House of Mirrors

                                                      The thrill was to find myself lost, turned
                                                      completely around in a maze of mirrors

                                                      until I could not step forward without running
                                                      into myself, could not turn one way or the other

                                                      without a distortion of who I was rising
                                                      in a swirl of grinning teeth and bulbous eyes.

                                                      I was not Alice stepping through her looking-glass
                                                      into a world of red queens and white knights.

                                                      I was a boy, safe in the belief I would leave
                                                      these illusions behind as soon as I felt my way

                                                      past each one, touching the convex or concave
                                                      surfaces one after the other until I again found

                                                      open air and solid earth. What I could not
                                                      have imagined is that I would discover,

                                                      when I stepped from the House of Mirrors,
                                                      a lifetime of lovers and friends filling the grounds

                                                      of the carnival and spilling into the future,
                                                      all of them poised like mannequins—

                                                      those who would betray me and those I would betray—
                                                      and a wife and children and brothers and sisters

                                                      and there, in the very front of the crowd,
                                                      a mother and father.
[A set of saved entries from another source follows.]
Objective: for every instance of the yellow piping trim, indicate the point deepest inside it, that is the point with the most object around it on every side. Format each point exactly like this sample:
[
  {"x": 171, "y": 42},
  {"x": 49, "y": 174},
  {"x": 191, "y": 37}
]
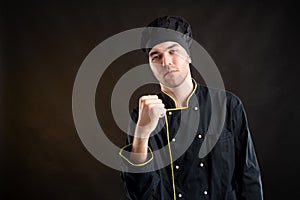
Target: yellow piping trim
[
  {"x": 137, "y": 165},
  {"x": 187, "y": 102},
  {"x": 171, "y": 157}
]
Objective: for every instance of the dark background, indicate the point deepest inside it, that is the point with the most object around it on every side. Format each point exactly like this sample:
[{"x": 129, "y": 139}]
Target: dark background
[{"x": 43, "y": 43}]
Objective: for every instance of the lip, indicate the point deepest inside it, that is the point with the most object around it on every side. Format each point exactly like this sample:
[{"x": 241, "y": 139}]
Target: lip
[{"x": 170, "y": 72}]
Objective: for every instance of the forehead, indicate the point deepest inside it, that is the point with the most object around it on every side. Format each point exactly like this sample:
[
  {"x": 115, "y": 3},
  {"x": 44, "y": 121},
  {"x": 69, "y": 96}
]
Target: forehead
[{"x": 164, "y": 46}]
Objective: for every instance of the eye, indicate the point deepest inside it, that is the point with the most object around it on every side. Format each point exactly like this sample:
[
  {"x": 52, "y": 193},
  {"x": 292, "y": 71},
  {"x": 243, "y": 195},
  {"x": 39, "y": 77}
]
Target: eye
[{"x": 155, "y": 58}]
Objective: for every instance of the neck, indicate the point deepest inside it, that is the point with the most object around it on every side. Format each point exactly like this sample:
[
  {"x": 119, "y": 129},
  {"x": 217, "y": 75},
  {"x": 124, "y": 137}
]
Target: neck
[{"x": 181, "y": 92}]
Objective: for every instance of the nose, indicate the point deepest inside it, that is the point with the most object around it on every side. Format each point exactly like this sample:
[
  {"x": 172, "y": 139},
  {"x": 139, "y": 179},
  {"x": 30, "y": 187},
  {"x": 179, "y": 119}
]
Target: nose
[{"x": 166, "y": 59}]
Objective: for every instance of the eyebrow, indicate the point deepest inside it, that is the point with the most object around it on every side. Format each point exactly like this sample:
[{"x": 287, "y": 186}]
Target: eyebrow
[{"x": 170, "y": 47}]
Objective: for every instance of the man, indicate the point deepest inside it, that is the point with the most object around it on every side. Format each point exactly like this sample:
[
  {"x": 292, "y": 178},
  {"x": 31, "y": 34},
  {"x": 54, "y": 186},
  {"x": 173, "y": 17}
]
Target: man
[{"x": 228, "y": 171}]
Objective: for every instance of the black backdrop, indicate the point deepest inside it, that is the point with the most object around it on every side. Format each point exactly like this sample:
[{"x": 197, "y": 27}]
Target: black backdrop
[{"x": 43, "y": 44}]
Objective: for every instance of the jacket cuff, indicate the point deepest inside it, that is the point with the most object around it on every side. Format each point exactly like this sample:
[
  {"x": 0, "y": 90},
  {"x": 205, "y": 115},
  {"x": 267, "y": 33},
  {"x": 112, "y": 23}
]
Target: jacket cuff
[{"x": 125, "y": 154}]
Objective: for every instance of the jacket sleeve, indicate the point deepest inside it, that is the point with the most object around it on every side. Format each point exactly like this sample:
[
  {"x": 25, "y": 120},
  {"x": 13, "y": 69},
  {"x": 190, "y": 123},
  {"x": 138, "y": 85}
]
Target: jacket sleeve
[
  {"x": 247, "y": 172},
  {"x": 138, "y": 179}
]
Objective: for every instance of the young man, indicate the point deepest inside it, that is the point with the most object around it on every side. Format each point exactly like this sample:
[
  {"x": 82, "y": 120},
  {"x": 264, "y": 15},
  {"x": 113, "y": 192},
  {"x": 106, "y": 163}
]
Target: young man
[{"x": 229, "y": 171}]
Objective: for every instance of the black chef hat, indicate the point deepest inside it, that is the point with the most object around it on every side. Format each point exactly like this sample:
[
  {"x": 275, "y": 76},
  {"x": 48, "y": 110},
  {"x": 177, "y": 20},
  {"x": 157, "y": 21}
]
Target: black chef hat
[{"x": 167, "y": 28}]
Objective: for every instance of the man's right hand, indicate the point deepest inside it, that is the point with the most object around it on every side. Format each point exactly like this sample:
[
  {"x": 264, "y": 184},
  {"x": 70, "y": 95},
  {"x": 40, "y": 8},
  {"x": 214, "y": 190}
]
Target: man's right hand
[{"x": 151, "y": 109}]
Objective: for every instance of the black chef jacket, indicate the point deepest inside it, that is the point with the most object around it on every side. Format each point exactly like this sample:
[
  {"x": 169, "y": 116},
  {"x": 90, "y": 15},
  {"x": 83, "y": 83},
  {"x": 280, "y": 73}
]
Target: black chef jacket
[{"x": 229, "y": 171}]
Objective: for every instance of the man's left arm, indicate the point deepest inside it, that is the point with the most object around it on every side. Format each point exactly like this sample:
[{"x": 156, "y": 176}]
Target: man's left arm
[{"x": 247, "y": 172}]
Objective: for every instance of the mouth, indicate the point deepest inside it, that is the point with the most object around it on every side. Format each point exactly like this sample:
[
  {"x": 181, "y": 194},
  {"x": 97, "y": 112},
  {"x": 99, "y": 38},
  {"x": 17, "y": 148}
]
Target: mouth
[{"x": 170, "y": 72}]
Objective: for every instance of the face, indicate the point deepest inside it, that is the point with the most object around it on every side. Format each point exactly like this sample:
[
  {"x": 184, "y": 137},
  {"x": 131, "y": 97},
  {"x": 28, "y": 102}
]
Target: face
[{"x": 169, "y": 63}]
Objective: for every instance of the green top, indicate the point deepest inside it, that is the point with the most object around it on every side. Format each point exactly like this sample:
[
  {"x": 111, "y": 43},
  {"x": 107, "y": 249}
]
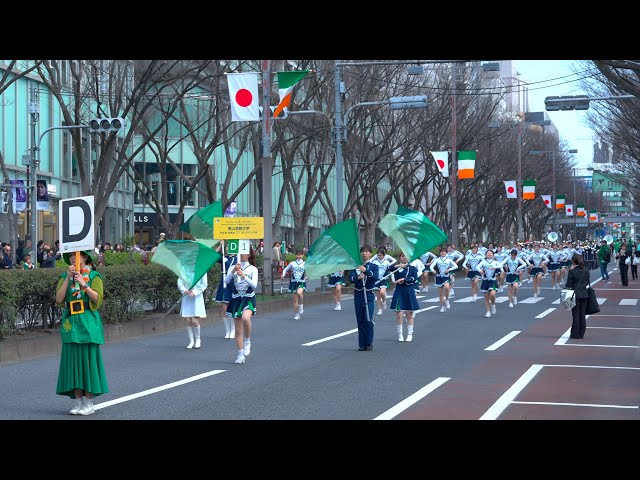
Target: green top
[{"x": 83, "y": 327}]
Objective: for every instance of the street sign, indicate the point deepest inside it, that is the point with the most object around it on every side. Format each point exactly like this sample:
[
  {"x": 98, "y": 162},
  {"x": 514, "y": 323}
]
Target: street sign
[
  {"x": 236, "y": 247},
  {"x": 229, "y": 228},
  {"x": 76, "y": 224}
]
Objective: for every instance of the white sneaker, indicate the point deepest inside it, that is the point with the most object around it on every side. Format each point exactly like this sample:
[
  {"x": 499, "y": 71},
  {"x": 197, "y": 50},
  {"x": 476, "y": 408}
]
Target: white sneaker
[
  {"x": 76, "y": 407},
  {"x": 87, "y": 408}
]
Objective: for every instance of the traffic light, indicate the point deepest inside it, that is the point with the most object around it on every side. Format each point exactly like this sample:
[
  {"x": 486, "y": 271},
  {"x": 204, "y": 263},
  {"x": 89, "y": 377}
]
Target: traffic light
[
  {"x": 106, "y": 124},
  {"x": 577, "y": 102}
]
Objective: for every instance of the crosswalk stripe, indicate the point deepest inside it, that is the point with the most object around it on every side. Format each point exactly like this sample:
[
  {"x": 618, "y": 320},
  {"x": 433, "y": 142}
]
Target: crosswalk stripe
[{"x": 629, "y": 301}]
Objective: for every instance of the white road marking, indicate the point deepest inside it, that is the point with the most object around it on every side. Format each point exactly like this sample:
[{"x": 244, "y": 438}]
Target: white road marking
[
  {"x": 407, "y": 402},
  {"x": 156, "y": 389},
  {"x": 503, "y": 340}
]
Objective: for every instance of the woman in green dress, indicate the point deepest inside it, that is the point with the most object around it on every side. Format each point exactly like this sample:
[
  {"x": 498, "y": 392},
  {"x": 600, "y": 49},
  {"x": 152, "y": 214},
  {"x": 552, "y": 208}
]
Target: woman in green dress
[{"x": 81, "y": 375}]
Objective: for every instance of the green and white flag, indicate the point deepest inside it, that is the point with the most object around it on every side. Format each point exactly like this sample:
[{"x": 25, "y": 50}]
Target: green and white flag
[
  {"x": 414, "y": 233},
  {"x": 336, "y": 249},
  {"x": 528, "y": 189},
  {"x": 286, "y": 82}
]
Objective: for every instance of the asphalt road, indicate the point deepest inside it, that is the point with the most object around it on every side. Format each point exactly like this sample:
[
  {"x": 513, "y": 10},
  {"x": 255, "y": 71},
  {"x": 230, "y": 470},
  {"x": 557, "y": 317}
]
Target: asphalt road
[{"x": 519, "y": 364}]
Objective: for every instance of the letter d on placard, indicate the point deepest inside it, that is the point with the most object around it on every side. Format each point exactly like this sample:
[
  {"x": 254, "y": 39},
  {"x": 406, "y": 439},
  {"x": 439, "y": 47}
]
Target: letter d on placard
[{"x": 76, "y": 230}]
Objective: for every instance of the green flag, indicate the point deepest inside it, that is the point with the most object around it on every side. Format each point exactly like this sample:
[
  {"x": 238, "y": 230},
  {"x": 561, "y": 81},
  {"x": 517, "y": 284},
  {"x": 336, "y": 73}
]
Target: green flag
[
  {"x": 412, "y": 231},
  {"x": 188, "y": 259},
  {"x": 336, "y": 249},
  {"x": 200, "y": 224}
]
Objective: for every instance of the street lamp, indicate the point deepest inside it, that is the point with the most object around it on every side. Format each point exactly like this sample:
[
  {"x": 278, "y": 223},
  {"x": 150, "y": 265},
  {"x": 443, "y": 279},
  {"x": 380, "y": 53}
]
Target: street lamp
[{"x": 553, "y": 169}]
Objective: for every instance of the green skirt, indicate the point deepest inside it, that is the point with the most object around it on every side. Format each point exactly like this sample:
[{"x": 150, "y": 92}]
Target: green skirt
[{"x": 81, "y": 368}]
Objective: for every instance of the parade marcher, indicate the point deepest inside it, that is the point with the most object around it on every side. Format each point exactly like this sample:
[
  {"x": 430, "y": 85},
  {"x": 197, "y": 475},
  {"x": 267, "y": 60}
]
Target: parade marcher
[
  {"x": 336, "y": 281},
  {"x": 489, "y": 268},
  {"x": 442, "y": 268},
  {"x": 297, "y": 284},
  {"x": 81, "y": 375},
  {"x": 470, "y": 263},
  {"x": 192, "y": 308},
  {"x": 364, "y": 279},
  {"x": 404, "y": 295},
  {"x": 514, "y": 266},
  {"x": 382, "y": 260},
  {"x": 243, "y": 280},
  {"x": 578, "y": 280},
  {"x": 537, "y": 260},
  {"x": 223, "y": 293}
]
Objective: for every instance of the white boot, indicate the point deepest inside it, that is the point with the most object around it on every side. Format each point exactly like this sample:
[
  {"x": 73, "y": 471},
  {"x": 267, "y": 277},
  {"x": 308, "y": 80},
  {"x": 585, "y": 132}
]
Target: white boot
[
  {"x": 197, "y": 331},
  {"x": 190, "y": 332},
  {"x": 227, "y": 326}
]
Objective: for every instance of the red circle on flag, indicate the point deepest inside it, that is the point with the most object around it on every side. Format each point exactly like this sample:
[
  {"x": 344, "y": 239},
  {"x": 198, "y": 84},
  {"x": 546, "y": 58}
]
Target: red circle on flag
[{"x": 244, "y": 97}]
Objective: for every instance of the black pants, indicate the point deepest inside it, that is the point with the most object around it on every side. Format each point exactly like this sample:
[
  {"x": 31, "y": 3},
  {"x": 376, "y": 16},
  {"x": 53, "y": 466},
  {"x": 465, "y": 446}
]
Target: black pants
[
  {"x": 579, "y": 314},
  {"x": 624, "y": 273}
]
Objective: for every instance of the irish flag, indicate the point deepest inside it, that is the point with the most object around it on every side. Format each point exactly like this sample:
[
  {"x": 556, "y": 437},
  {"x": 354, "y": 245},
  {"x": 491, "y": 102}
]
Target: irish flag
[
  {"x": 569, "y": 210},
  {"x": 286, "y": 82},
  {"x": 466, "y": 163},
  {"x": 529, "y": 189}
]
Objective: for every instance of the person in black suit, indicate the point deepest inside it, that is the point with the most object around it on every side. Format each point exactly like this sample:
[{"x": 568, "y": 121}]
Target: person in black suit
[{"x": 578, "y": 279}]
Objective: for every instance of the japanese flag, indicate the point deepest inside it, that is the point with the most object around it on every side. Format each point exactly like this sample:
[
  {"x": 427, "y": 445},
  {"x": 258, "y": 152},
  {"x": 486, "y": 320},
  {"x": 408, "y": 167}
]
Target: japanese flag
[
  {"x": 243, "y": 96},
  {"x": 442, "y": 162}
]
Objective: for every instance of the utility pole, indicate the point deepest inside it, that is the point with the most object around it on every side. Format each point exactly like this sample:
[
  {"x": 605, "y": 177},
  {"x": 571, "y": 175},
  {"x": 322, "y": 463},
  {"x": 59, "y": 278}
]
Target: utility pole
[
  {"x": 454, "y": 160},
  {"x": 34, "y": 110},
  {"x": 267, "y": 171}
]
And as I stepped

                                                      among them, already no longer a boy, I touched
                                                      each face, felt the curve of each forehead, traced

                                                      the line of each lip, believing as I did that this
                                                      was the real world, that these were real people,

                                                      not distorted versions of myself,
                                                      but flesh and bone, hair and tooth,

                                                      finger and toenail, so why, I wondered,
                                                      did their faces waver and shimmer as I passed,

                                                      and why did my hand seem at times to move
                                                      right through them, as if they were images

                                                      on a screen of mist, perhaps even reflections,
                                                      mirrors revealing a world hidden from me,

                                                      a world somewhere behind my wide-open eyes?